South Africa’s Pay-TV Market Just Lost 1.6 Million Viewers In Major Slump

By  |  April 7, 2026

South Africa’s pay-TV industry has slipped below a critical threshold, losing nearly a fifth of its audience in just five years.

The number of pay-TV subscribers in the continent’s most advanced media market fell to 6.7 million in the year to September 2025, down 9.6% from the previous year, according to the latest State of the ICT Sector report from the Independent Communications Authority of South Africa (Icasa).

It is the first time subscriptions have dropped below seven million in at least half a decade. Over the five-year period from 2021 to 2025, the industry lost 1.6 million subscribers, a compound annual decline of 5.2%.

The trend is now bleeding into broadcaster finances. Total broadcasting revenue fell 4.6% to ZAR 33 B (USD 1.95 B) in 2024, driven by a 5.1% drop in subscription income to ZAR 26.2 B (USD 1.55 B). Yet programme expenditure climbed 7.6% to ZAR 17.2 B (USD 1.01 B) over the same period, meaning operators are paying more for content while earning less from viewers.

Icasa attributed the slump to the rapid growth of over-the-top streaming services, which offer on-demand content with greater flexibility, as well as rising costs and economic pressure on households.
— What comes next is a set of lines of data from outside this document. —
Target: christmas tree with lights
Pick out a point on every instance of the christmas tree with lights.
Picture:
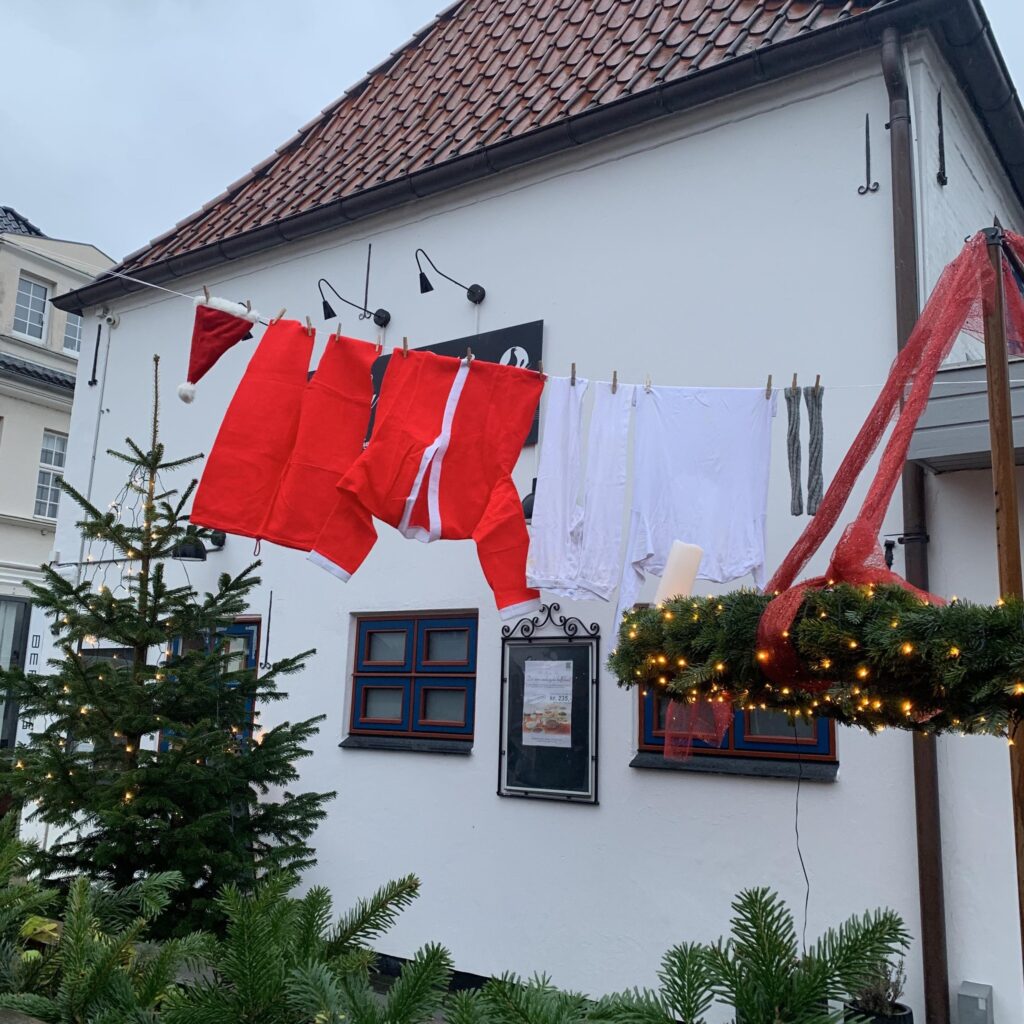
(143, 751)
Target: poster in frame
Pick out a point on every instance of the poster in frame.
(549, 708)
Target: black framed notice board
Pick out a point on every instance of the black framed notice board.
(548, 743)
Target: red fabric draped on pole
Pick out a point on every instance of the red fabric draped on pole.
(957, 303)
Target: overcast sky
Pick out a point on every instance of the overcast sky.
(122, 117)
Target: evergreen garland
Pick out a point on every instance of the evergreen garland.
(878, 655)
(214, 805)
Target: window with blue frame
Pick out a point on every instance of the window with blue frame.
(241, 643)
(757, 734)
(415, 677)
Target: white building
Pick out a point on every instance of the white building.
(39, 351)
(680, 190)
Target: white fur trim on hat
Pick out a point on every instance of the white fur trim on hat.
(226, 306)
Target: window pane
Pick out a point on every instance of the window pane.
(386, 645)
(383, 704)
(73, 333)
(448, 645)
(54, 450)
(776, 725)
(444, 706)
(30, 307)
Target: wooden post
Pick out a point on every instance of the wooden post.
(1008, 541)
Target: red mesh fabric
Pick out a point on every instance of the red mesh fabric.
(704, 720)
(957, 303)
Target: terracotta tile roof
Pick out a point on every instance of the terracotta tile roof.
(11, 222)
(482, 73)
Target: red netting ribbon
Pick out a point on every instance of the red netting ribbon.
(963, 294)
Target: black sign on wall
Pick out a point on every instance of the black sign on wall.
(521, 346)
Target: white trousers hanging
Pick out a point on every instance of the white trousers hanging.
(700, 469)
(576, 550)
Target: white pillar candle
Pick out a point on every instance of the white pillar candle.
(680, 571)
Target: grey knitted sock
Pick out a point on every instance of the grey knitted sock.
(815, 442)
(793, 446)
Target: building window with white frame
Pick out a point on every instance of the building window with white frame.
(73, 334)
(30, 308)
(51, 463)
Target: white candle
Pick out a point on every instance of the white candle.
(680, 571)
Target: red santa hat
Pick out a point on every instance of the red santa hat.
(219, 325)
The regulatory data helps explain the strategic upheaval at MultiChoice, the dominant operator behind DStv. MultiChoice lost 589,000 South African subscribers in its latest financial year, with declines across premium, mid-market and mass segments.

After completing its acquisition of MultiChoice, Canal+ has moved to stabilise the business. It scrapped DStv’s annual price increase and decided to shut down Showmax, the in-house streaming platform that struggled to compete with Netflix and Amazon Prime Video.

Canal+execs have described Showmax as unsuccessful, noting that the difficult transition to online streaming, combined with currency devaluation in Nigeria and power cuts, had hurt MultiChoice’s profitability. MultiChoice ended 2025 with 14.4 million subscribers across Africa, down from 14.9 million a year earlier, while revenue declined 6% to EUR 2.4 B (USD 2.7 B).

Not all TV viewing in South Africa is shrinking. eMedia’s Openview, a free-to-view satellite service, added over 300,000 subscribers in 2025 and surpassed 3.8 million activations by February 2026. Industry observers note viewers aren’t abandoning television but, rather, choosing cheaper, more flexible options.

On its part, the mandate from MultiChoice’s new leadership, at this point, is to “stop the bleeding and get back to growth,” according to CEO David Mignot.